This have I heard. At one time the Buddha was staying at Rājagaha in the Bamboo Grove, the Squirrels’ Feeding Place. At that time a monk called Anurādha was staying on Mount Vulture Peak.

Then a group of many heterodox wanderers approached Anurādha and exchanged greetings. Having exchanged greetings and standing at one side, they said to Anurādha: “We would like to ask a question. Would you have free time to explain it?”

Anurādha said to the heterodox [wanderers]: “Ask according to your wish, on knowing it I shall reply.”

The heterodox [wanderers] asked again: “How is it, venerable one, does the Tathāgata exist after death?”

Anurādha said: “According to the teaching of the Blessed One, this is [left] undeclared.”

They asked again: “Does the Tathāgata not exist after death?”

Anurādha said: “According to the teaching of the Blessed One, this is also [left] undeclared.”

They asked again: “Does the Tathāgata exist and not exist after death? Does he neither exist nor not exist [after death]?”

Anurādha said: “According to the teaching of the Blessed One, this is also [left] undeclared.”

They again asked Anurādha: “How is this, venerable one? [Being asked]: ‘Does the Tathāgata exist after death?’, you reply that this is [left] undeclared. [Being asked]: ‘Does he not exist after death?’, you reply that this is [left] undeclared. [Being asked]: ‘Does he exist and not exist after death? Does he neither exist nor not exist?’, you reply that this is [left] undeclared. How is this, venerable one, is the re­cluse Gotama without knowledge and without vision?”

Anurādha said: “The Blessed One is not without knowledge, he is not without vision.”

Then the minds of the heterodox [wanderers] did not delight in what Anurādha had said.
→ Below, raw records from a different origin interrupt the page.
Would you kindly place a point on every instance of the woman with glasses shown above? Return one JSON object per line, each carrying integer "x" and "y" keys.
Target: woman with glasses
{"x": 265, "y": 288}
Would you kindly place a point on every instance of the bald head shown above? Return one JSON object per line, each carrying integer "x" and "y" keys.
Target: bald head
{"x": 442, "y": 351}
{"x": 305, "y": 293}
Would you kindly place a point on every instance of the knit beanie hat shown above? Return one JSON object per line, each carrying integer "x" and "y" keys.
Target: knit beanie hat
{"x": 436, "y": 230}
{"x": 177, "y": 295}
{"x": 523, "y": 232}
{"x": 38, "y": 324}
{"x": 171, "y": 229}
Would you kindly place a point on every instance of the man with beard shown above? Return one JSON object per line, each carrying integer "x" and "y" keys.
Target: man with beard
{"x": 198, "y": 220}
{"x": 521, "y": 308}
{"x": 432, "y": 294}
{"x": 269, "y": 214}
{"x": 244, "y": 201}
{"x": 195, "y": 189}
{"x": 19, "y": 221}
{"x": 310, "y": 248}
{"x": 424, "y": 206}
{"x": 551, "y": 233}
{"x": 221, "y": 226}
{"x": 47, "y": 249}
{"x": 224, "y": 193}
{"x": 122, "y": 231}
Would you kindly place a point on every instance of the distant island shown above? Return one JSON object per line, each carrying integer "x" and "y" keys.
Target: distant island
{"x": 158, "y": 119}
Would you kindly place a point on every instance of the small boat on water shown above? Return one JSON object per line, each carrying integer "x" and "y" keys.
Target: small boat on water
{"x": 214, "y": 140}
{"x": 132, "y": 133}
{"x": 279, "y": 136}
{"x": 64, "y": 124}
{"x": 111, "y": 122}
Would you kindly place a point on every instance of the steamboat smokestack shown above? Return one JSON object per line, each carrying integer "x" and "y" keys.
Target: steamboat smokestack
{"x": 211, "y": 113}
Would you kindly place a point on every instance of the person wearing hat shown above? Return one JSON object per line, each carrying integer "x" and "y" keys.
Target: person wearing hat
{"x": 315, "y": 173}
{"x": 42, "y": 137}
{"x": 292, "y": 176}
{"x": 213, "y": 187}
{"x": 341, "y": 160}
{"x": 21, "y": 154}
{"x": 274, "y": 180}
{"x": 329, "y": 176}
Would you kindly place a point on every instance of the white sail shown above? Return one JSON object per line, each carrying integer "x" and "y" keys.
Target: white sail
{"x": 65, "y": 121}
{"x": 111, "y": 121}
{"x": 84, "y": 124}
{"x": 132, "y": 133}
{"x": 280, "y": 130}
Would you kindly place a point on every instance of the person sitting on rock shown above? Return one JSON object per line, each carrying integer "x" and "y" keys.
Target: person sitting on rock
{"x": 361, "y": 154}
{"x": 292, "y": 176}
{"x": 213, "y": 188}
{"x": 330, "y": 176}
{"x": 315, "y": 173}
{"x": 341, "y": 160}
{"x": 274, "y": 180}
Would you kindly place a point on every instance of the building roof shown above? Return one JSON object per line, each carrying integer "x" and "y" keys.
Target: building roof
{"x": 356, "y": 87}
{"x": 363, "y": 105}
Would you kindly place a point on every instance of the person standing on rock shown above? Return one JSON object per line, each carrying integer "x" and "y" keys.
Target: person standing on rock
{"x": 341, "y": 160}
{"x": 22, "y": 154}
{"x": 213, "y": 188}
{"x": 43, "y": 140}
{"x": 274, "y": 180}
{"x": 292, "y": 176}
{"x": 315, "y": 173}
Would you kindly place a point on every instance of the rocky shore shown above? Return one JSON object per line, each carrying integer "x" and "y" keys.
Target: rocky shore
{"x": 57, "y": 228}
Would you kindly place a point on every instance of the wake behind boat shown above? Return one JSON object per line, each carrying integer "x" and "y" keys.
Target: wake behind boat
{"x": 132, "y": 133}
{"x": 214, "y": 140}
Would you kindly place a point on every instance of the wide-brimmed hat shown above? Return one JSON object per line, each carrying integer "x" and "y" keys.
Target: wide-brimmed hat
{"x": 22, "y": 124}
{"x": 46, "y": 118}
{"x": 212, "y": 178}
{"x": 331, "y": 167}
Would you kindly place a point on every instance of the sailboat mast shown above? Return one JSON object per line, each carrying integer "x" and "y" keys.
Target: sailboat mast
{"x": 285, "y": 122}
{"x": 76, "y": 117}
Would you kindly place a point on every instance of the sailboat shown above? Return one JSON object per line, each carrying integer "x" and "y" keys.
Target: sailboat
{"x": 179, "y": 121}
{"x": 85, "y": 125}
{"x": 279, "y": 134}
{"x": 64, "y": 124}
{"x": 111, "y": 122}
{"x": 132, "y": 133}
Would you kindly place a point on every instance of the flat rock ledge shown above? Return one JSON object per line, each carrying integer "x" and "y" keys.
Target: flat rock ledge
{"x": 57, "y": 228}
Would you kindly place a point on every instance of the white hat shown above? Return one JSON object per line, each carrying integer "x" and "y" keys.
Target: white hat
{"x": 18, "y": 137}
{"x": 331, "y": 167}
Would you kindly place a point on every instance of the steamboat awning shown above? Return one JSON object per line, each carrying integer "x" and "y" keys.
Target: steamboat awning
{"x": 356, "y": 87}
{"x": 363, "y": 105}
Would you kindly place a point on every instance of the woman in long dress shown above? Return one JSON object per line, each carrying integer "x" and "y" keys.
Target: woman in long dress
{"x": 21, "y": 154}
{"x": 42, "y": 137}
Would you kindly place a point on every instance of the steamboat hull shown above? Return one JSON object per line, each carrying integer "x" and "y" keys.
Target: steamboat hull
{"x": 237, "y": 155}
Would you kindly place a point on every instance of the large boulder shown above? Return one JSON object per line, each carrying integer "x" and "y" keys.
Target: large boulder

Having blamed him, they rose from their seats and left.

When Anurādha knew that the heterodox [wanderers] had left, he ap­proached the Buddha, paid respect with his head at the Buddha’s feet and, standing at one side, told the Buddha fully what he had been asked by the heterodox [wanderers]. He said to the Buddha:

“Blessed One, having been asked in this way, on replying in this way, have I been speaking in line with the teachings? Have I not gotten into misrepresenting the Blessed One? Is this in line with the Dharma or is this in violation of the Dharma? On being closely questioned by others who have come, will this not cause me to fall into an occasion for crit­icism?”

The Buddha said to Anurādha: “I will now ask you, answer according to my questions. Anurādha, is bodily form permanent or is it imper­manent?”

[Anurādha] replied: “It is impermanent.”

[The Buddha asked again]: “Is feeling … perception … formations … consciousness permanent or is it impermanent?”

[Anurādha] replied: “It is impermanent, Blessed One.”

As spoken fully in the Discourse to Yamaka, up to: “Is consciousness the Tathāgata?”

[Anurādha] replied: “No.”

The Buddha said to Anurādha: “One who speaks in this way is in ac­cordance and in line with all that has been declared [by me], he does not misrepresent the Tathāgata and does not come to be [speaking] out of order. He speaks as the Tathāgata speaks and is in order with all teachings. On being closely questioned by others who have come, there is nothing capable of being criticized. Why is that?

“I understand bodily form as it really is, I understand the arising of bodily form … the cessation of bodily form … the path to the cessa­tion of bodily form as it really is. [Feeling … perception … forma­tions … consciousness is also like this].

“Anurādha, if one leaves behind what the Tathāgata has done and claims he is without knowledge and without vision, then this is not correctly spoken.”

When the Buddha had spoken this discourse, Anurādha, hearing what the Buddha had said, was delighted and received it respectfully.